この点については、過去の判例の蓄積や国交省のガイドラインがあり、基本的にはそれらを明文化したことになります。

ただ、明文化の効果は一定程度ありそうです。

あまり大きな声では言えないのですが、北海道の大家さんは敷金についての認識が古く・・・。

(というか一部の不動産会社は明らかに知ってて敷金全額返さないとかやっている)

これまでの認識で敷金について取り扱っていると、痛い目にあうかもしれません。

 

2 連帯保証人に関するルールの新設

この改正は知っておくと知らないとで大きな違いが出てきそうです。

 

① 連帯保証人(個人)について極度額の設定が義務付けられた

これまでの賃貸借契約書の雛形を使い続けることは危険ですよ!

賃借人の債務につき保証する連帯保証人。

これまでは特に保証する債務の額は定めなくても構いませんでした。

しかし、施行後は「個人の」連帯保証人につき極度額を定めなければならず、定めていない場合は連帯保証条項自体が無効になってしまいます。

ちなみにこの規定は強行規定であり、特約で排除することはできません。

大手の不動産会社に賃貸を任せている不動産投資家は大丈夫かもしれませんが、自主管理や小さい不動産会社に任せている投資家は要注意です。

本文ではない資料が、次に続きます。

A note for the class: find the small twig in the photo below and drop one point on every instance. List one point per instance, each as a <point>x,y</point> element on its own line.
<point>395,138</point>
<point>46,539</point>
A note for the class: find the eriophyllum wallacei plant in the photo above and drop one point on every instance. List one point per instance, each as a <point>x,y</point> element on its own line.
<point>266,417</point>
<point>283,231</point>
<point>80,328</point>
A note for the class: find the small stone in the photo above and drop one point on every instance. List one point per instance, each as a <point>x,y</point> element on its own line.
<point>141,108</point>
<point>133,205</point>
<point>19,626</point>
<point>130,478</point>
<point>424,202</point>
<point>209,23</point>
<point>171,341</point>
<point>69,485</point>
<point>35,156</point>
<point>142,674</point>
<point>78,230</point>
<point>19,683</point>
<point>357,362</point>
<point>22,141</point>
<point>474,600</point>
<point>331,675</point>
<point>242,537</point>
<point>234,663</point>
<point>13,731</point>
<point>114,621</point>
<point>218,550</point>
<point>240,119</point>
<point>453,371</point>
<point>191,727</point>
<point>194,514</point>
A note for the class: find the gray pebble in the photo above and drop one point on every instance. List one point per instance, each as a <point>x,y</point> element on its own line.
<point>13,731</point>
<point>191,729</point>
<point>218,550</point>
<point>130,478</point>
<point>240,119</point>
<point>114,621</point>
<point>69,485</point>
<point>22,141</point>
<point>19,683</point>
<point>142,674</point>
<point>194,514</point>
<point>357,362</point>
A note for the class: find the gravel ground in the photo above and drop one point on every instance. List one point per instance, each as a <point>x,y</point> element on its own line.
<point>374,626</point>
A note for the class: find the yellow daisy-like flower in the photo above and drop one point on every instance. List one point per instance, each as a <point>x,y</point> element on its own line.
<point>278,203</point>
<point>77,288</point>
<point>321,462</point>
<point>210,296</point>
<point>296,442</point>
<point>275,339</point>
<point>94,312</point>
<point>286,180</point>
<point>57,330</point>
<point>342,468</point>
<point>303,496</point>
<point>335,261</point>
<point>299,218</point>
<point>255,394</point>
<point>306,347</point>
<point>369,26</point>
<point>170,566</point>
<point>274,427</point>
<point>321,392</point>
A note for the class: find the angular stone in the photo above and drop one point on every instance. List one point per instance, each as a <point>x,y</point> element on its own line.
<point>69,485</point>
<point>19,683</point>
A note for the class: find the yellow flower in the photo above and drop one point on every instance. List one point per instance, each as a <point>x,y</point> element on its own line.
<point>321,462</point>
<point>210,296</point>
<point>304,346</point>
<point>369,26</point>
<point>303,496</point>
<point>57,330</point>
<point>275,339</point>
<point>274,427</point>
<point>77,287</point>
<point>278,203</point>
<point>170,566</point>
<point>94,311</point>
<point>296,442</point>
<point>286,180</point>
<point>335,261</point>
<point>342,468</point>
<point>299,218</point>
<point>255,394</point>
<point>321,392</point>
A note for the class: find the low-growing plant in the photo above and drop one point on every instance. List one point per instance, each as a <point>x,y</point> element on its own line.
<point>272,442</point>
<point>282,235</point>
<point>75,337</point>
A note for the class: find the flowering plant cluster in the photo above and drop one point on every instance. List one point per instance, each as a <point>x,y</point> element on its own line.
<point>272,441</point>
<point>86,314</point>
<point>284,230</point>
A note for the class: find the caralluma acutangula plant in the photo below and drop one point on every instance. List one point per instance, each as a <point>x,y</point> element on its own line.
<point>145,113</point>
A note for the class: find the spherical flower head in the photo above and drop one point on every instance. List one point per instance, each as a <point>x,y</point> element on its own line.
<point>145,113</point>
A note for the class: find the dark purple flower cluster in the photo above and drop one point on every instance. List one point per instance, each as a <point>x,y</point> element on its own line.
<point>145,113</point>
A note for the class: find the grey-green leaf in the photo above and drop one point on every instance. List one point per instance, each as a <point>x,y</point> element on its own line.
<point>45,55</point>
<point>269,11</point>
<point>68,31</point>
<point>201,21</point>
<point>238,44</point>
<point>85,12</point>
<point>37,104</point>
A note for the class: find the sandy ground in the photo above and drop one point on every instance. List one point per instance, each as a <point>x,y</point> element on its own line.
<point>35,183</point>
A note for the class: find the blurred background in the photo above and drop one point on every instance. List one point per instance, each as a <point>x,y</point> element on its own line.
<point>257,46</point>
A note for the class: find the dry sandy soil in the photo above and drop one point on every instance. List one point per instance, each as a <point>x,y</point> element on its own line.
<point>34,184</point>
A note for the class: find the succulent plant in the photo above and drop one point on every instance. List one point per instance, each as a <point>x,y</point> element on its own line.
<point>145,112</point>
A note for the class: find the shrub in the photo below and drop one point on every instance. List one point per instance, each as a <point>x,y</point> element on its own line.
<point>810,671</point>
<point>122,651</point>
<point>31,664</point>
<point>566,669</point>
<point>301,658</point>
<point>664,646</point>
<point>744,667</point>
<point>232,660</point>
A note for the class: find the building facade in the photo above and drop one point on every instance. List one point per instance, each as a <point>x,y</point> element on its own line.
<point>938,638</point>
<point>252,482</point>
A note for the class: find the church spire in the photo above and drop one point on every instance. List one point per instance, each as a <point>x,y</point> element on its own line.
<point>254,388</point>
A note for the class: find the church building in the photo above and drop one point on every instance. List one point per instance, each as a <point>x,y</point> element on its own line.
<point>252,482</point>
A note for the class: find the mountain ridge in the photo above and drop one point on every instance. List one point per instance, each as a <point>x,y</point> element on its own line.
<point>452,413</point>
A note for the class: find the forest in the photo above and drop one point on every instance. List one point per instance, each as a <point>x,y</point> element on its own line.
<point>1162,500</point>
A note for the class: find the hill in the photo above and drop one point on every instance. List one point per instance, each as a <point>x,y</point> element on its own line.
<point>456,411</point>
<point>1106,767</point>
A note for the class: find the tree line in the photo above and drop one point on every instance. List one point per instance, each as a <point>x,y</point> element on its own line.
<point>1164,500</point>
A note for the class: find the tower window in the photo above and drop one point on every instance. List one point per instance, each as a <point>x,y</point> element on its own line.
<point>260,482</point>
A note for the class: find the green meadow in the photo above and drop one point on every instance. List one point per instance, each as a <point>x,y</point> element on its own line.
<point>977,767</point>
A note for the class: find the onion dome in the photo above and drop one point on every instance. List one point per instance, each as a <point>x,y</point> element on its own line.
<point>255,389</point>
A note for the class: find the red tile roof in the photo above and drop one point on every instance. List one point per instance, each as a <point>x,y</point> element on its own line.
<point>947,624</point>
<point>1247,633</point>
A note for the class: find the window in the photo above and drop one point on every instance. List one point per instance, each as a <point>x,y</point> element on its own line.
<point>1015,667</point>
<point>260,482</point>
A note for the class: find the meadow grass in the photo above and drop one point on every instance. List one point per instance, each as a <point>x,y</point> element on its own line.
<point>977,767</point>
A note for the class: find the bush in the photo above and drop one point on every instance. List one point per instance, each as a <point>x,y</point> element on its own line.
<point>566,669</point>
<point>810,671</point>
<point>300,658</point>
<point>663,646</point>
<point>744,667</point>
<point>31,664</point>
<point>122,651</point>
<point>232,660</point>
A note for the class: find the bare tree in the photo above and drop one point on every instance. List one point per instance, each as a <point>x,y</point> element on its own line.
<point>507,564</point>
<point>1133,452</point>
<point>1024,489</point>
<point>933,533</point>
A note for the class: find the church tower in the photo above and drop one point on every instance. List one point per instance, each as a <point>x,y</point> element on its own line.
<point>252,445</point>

なお、この問題について対策をとるとすれば、家賃保証会社の活用が考えられます。

今回の改正では、あくまで「個人の」連帯保証人となっており、法人の連帯保証人については引き続き極度額の設定は不要だからです。

 

② 連帯保証人への情報提供義務の新設

これは「事業用不動産の賃貸借」の場合に限られます。

賃借人から連帯保証人に対し、定められた項目について情報提供をさせ、それをもって連帯保証をするかどうか判断させるためです。

情報提供の対象となる項目には、

「賃借人の財産状況」

「賃借人の収支の状況」

「賃借人の他の債務の有無及び額、支払状況」

などがあります。

ちなみにこれも法人の連帯保証人の場合は適用されません。

 

③ 連帯保証人からの問い合わせに対する貸主の回答義務の新設

貸主は、連帯保証人から賃借人の家賃支払状況に関する問い合わせがあった場合は、これに回答する義務が設けられます。

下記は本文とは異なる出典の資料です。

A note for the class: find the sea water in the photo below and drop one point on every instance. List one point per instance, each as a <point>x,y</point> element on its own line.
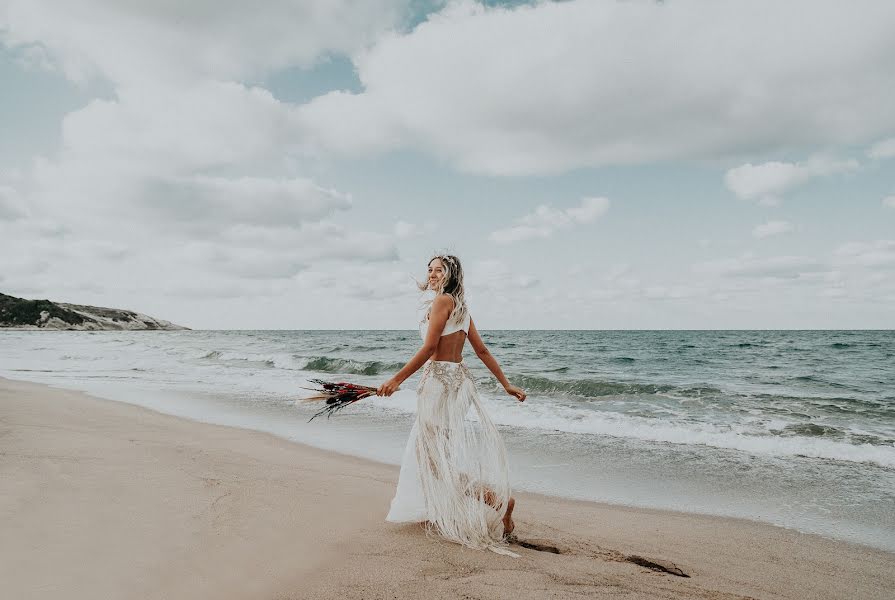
<point>795,428</point>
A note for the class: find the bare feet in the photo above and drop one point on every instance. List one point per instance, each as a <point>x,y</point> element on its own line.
<point>508,524</point>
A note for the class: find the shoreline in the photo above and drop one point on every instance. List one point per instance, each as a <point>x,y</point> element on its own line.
<point>229,512</point>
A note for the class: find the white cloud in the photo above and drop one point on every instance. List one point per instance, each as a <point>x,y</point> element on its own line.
<point>132,43</point>
<point>11,205</point>
<point>495,276</point>
<point>182,173</point>
<point>496,90</point>
<point>785,267</point>
<point>875,254</point>
<point>545,220</point>
<point>765,182</point>
<point>883,149</point>
<point>772,228</point>
<point>404,230</point>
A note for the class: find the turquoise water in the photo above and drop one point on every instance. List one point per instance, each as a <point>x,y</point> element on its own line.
<point>792,427</point>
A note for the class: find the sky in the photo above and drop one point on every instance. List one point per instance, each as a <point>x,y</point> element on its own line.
<point>595,164</point>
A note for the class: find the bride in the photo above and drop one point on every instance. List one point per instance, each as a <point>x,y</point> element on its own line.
<point>454,474</point>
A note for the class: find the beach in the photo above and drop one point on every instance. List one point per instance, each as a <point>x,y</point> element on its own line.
<point>103,499</point>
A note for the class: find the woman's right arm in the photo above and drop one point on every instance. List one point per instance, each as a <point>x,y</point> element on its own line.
<point>475,340</point>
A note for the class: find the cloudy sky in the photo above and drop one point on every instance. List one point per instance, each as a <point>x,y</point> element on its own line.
<point>596,164</point>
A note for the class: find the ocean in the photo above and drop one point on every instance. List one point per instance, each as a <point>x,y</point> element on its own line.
<point>794,428</point>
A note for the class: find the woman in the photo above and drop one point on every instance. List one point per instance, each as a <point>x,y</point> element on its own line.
<point>454,474</point>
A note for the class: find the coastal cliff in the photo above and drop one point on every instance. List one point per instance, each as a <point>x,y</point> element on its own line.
<point>19,313</point>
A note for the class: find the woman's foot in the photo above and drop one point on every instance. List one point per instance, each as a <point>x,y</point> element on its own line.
<point>508,524</point>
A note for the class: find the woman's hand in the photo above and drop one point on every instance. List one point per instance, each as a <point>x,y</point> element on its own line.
<point>512,390</point>
<point>388,388</point>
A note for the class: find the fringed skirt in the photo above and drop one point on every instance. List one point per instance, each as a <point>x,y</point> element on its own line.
<point>454,473</point>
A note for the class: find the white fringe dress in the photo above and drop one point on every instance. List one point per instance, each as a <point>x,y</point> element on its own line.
<point>454,473</point>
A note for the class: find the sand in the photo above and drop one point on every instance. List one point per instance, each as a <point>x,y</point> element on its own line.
<point>102,499</point>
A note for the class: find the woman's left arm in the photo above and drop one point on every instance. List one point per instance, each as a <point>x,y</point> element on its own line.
<point>438,316</point>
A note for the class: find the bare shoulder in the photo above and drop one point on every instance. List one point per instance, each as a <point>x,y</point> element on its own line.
<point>443,300</point>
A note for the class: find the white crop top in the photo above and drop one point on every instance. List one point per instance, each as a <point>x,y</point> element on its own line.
<point>449,327</point>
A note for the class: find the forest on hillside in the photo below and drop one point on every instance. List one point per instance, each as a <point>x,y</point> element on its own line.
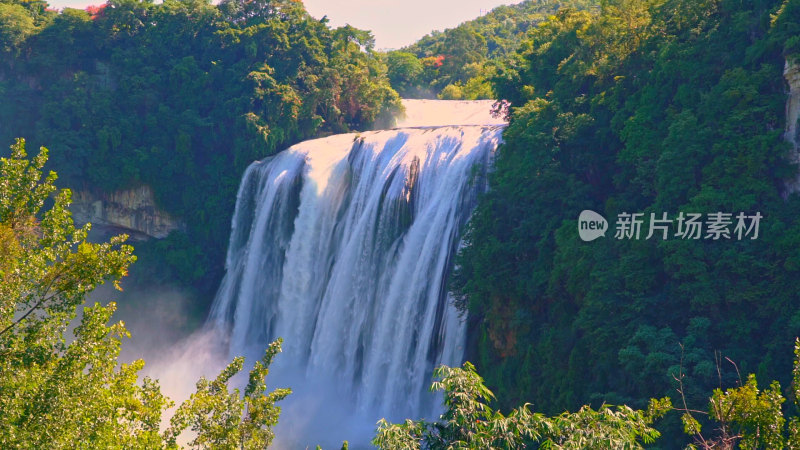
<point>181,96</point>
<point>617,106</point>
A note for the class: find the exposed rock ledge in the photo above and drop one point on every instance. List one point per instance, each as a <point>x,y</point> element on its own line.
<point>792,74</point>
<point>132,211</point>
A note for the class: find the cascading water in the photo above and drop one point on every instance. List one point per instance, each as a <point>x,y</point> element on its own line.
<point>342,247</point>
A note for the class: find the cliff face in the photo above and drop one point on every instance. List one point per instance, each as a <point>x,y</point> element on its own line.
<point>792,74</point>
<point>133,211</point>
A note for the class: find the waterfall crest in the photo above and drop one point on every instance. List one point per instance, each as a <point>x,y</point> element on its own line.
<point>342,247</point>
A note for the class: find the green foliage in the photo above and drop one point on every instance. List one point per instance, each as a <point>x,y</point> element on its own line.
<point>456,64</point>
<point>16,24</point>
<point>469,422</point>
<point>69,391</point>
<point>640,106</point>
<point>747,417</point>
<point>182,96</point>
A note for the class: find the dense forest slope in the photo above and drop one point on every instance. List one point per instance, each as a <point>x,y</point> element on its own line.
<point>456,64</point>
<point>180,96</point>
<point>646,106</point>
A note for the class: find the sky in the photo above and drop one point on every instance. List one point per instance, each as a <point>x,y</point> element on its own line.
<point>395,23</point>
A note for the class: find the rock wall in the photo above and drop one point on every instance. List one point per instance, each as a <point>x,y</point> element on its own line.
<point>132,211</point>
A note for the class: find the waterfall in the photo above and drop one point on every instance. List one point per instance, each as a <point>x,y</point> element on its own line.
<point>342,247</point>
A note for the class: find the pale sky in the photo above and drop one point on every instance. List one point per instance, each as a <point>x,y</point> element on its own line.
<point>394,23</point>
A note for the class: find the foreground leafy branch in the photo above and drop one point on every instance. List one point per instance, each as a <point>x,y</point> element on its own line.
<point>469,422</point>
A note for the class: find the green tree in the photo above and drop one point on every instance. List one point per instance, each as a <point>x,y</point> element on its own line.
<point>16,24</point>
<point>61,391</point>
<point>468,422</point>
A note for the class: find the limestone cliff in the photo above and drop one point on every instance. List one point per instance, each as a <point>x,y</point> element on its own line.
<point>792,74</point>
<point>133,211</point>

「個人情報だから」という理由で拒むことはできません。

また、滞納などで期限の利益を喪失した場合は、連帯保証人に通知しなければならず、

これを怠ったときは、連帯保証人に遅延損害金を請求できなくなるおそれがあります。

 

以上のように、特に連帯保証人に関する改正が不動産賃貸借に大きな影響を与えそうです。

2①②について、連帯保証人が法人の場合は適用されないため、今後は連帯保証人を家賃保証会社にするというケースがより増えてくることでしょう。